Hi everyone...new to the board...I just received my LGB 2028D sound Mogul Steam engine,D.,S.P. & P.R.R-#71. after bidding on Ebay...usually have excellent results but this time I'm a little worried. The explanation says, used very little, looks brand new and it does however, I did not get an instruction manual with it (I will be asking for it, you already know the answer). Does anyone have one they could copy for me? Also...at the real of the wood car there is a small "circular" I'll call it hatch, behind the wood, that inside looks like some type of wiring was in it or? It sort of looks burnt...can anyone tell me what this might be.
Appreciate the help in advance.

Thanks,

Jim


----------



## Richard Weatherby (Jan 3, 2008)

Instructions for similar loco

Mogul Instructions


Instructions for LGB Locos

German Site


----------



## mrsportys (Dec 22, 2009)

Thanks Richard, I did find similar instructions. However none came to crux of my problem. I want to see if this particular part has any bearing on the sound / unit itself. The , hopefully, attached picturewill show the piece that I easily took off behind the stack of wood. It doesn't feel like the piece should come off yet it did and the, I think, piece of wire inside looks frazzled and burnt?. 

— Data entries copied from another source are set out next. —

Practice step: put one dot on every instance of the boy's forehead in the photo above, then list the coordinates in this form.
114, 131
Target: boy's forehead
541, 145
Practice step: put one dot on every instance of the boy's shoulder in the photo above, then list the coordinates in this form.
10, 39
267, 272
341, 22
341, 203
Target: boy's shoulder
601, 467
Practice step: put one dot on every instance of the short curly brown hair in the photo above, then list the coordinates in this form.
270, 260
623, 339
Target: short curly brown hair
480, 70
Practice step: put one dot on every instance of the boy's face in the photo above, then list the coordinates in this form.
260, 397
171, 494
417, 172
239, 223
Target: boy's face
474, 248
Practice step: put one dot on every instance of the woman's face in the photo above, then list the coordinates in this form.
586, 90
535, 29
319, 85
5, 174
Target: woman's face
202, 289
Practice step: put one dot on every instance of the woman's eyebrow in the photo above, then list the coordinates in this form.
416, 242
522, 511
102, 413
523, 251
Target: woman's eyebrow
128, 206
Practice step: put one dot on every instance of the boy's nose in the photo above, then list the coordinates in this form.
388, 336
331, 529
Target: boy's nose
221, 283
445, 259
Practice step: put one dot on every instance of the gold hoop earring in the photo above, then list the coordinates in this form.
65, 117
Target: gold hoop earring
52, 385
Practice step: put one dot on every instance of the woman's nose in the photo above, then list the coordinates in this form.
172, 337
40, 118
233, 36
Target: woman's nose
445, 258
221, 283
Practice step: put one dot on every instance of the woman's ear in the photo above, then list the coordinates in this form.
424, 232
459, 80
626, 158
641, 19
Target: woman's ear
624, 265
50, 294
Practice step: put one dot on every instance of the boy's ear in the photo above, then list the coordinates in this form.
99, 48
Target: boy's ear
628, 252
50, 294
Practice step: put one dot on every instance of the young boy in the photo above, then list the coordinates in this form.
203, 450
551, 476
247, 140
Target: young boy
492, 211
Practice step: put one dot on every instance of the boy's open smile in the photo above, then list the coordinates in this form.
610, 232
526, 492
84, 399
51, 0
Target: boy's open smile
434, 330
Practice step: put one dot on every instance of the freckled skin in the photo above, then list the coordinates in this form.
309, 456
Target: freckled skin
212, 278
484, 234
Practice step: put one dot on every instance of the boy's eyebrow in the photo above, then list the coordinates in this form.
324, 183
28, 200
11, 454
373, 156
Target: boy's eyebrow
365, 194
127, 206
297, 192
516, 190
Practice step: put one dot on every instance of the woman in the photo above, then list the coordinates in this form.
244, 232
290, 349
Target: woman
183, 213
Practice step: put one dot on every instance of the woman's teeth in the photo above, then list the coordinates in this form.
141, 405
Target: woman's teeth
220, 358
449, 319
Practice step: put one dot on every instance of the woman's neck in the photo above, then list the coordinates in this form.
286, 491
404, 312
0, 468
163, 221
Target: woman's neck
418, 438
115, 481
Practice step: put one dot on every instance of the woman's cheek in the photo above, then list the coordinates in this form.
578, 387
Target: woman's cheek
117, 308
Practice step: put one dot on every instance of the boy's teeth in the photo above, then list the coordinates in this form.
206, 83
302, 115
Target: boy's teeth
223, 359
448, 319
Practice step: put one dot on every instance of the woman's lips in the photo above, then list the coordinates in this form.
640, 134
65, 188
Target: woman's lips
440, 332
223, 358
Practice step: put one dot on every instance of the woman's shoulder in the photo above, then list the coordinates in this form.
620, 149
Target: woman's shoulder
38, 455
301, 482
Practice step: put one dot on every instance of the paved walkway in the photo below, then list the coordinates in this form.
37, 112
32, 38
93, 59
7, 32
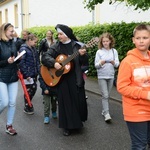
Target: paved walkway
91, 85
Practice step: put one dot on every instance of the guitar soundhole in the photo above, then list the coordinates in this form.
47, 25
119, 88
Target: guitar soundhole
58, 73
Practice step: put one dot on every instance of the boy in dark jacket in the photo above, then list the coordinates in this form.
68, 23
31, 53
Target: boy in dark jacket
49, 95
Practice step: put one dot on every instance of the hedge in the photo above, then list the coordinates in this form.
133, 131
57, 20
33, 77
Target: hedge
122, 33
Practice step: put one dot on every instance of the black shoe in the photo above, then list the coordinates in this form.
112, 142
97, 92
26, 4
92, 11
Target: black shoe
29, 110
66, 132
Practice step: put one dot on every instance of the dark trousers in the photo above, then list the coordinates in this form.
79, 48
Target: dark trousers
31, 88
140, 134
47, 100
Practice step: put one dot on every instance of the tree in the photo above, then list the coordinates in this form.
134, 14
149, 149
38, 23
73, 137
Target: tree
138, 4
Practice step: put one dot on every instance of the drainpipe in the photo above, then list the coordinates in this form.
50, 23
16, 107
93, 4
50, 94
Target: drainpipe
22, 15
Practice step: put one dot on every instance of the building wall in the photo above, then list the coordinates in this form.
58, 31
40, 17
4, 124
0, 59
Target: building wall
119, 12
52, 12
71, 12
45, 12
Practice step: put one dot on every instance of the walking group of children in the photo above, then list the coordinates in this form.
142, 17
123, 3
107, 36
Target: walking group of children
132, 82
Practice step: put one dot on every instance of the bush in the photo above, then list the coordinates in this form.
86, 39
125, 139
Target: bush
122, 33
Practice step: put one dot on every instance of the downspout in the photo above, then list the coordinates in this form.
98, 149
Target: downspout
22, 15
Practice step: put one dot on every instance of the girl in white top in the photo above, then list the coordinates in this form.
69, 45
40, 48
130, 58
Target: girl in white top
106, 60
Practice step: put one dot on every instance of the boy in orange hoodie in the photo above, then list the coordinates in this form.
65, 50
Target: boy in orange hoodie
133, 83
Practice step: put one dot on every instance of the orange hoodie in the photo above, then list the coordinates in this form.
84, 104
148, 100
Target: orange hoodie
133, 83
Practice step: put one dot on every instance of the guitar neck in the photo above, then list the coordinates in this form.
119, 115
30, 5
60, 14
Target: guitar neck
66, 61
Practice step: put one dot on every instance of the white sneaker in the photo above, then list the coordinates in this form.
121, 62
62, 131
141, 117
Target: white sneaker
107, 118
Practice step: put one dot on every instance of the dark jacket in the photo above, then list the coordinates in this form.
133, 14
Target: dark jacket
48, 59
19, 42
44, 86
29, 64
8, 72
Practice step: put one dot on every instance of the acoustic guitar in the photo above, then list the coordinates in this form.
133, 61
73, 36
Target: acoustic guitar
52, 76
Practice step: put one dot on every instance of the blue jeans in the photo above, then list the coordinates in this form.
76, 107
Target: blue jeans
8, 95
105, 89
140, 134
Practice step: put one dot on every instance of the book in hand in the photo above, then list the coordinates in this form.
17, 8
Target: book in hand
20, 54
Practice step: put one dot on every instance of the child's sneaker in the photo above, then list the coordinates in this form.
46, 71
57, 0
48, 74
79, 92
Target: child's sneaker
54, 115
10, 130
46, 120
107, 118
29, 110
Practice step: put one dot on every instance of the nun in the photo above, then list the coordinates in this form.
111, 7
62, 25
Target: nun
71, 92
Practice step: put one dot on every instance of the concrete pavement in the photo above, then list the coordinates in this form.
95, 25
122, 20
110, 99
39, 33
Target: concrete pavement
91, 85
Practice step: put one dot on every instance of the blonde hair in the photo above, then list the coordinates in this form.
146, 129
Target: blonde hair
31, 37
106, 35
4, 27
141, 27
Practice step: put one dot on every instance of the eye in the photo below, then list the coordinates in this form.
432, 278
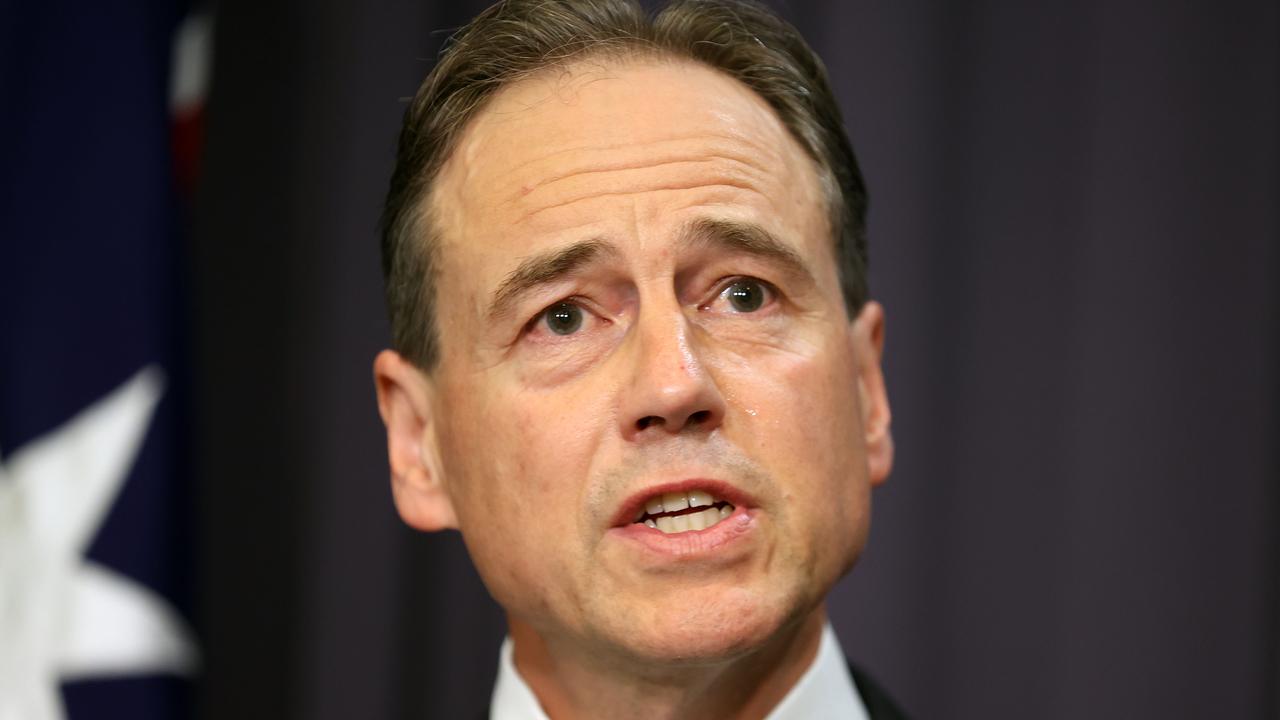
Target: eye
562, 318
746, 295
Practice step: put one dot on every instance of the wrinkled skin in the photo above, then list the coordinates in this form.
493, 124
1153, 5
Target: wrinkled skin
530, 441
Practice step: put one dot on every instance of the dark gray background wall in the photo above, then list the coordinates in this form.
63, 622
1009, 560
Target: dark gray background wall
1074, 231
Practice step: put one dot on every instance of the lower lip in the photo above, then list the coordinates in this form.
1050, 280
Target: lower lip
691, 545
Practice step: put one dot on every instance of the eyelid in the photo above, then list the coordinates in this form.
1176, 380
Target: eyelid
772, 292
590, 315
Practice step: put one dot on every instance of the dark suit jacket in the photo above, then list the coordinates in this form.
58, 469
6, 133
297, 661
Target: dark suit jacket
877, 701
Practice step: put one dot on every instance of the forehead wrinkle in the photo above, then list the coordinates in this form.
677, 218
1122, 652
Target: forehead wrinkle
739, 167
545, 268
722, 149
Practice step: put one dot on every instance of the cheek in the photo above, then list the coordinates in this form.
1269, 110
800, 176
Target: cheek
516, 465
800, 417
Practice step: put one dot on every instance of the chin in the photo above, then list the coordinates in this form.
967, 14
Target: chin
705, 628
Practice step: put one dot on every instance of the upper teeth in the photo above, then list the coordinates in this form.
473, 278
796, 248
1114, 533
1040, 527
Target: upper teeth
677, 501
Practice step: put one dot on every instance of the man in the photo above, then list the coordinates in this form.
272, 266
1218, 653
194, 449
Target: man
635, 363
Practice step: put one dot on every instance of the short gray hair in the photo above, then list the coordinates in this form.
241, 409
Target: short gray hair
516, 39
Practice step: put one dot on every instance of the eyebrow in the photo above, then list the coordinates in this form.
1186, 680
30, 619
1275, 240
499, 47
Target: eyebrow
542, 269
703, 233
748, 238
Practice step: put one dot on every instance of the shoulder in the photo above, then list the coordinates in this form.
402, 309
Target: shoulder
880, 705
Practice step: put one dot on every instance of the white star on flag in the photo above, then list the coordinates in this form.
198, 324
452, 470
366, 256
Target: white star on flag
63, 616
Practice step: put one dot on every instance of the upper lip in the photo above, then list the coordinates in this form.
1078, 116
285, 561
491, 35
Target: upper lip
635, 504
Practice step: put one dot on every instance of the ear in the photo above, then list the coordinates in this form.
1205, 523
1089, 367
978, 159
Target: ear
868, 337
405, 396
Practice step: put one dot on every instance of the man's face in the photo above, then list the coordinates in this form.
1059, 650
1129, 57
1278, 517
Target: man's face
636, 299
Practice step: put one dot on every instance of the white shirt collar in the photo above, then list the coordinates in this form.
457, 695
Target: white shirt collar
826, 689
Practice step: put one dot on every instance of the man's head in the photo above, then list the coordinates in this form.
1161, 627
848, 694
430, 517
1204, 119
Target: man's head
630, 265
515, 40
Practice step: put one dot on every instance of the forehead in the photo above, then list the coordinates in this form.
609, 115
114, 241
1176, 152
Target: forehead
606, 142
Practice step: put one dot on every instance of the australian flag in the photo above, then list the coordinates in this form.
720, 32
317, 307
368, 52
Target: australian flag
95, 488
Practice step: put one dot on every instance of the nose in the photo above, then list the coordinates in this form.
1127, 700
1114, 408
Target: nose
670, 390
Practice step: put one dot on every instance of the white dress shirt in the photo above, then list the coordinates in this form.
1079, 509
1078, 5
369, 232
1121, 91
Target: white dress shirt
824, 691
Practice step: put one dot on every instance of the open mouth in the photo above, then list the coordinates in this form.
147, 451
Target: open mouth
684, 511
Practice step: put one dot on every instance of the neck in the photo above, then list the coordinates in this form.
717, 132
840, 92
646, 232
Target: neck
572, 683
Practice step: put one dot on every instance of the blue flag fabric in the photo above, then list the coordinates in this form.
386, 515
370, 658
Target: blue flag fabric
95, 514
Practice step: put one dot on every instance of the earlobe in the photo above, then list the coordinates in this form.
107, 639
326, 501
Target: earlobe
417, 475
868, 337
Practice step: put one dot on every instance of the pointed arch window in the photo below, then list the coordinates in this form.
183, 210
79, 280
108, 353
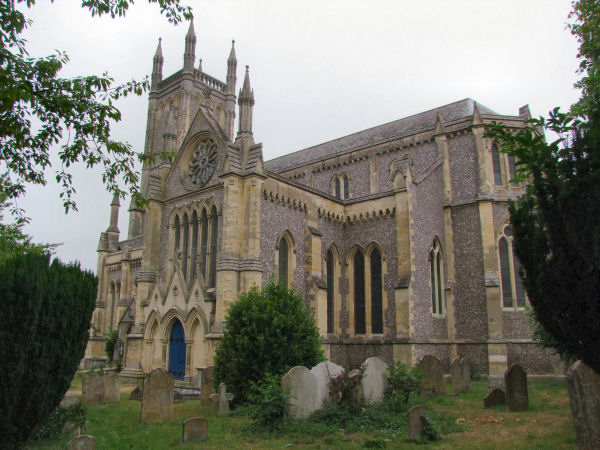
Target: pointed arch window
496, 165
511, 285
214, 239
376, 291
359, 293
184, 250
330, 291
437, 279
204, 242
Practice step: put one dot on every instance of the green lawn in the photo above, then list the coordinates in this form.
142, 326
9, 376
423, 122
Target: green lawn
547, 424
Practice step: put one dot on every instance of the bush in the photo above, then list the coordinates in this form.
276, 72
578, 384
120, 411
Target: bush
46, 310
401, 383
54, 423
267, 331
109, 345
267, 402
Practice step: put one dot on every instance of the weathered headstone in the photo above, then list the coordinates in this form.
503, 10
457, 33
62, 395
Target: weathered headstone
92, 388
515, 381
325, 372
82, 442
460, 375
415, 421
157, 396
584, 397
136, 394
434, 377
206, 386
110, 388
195, 430
222, 399
355, 396
374, 379
302, 385
495, 397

Anyone know what this piece is? Looks like I cannot add a picture, I'll keep looking if I can.....

Thanks,

Jim


----------



## mrsportys (Dec 22, 2009)

Anyone....can I add pics to replys? Thanks


----------



## stevedenver (Jan 6, 2008)

well the fact is that the 2028 D was not a factory sound equipped loco 

so the next question is -what is the make of the sound system? 

the part you refer to is a water filler hatch and this has been used on other LGB models as a cover for the volume potentiometer-which seems a a possibility for what you are describing 

is is possible that someone fitted an lgb after market sound module into the tender 

(these are a small black plastic box slightly larger and more square than a pack of cigarettes-with a grate for the sound 

-as i understand things these (later versions) came with a separate volume pot which had a longish shaft so that they could be retrofitted into various locos and have the volume control shaft long enough to access 

you may be seeing wires that were inadvertantly touched with a soldering iron-or something entirely different 

are there any 'issues' with operation?


----------



## Mik (Jan 2, 2008)

to add a picture.
First you need to upload it to the web. You can use 1st class space here, a service like photobucket, or whatever web space came with your ISP contract.

Second you need to learn the 'secret code' -- [i-m-g] whatever the picture's web address [/-i-m-g] just remove all the -s to make it work. If you use photobucket, it's the bottom choice of addresses all ready to go.


----------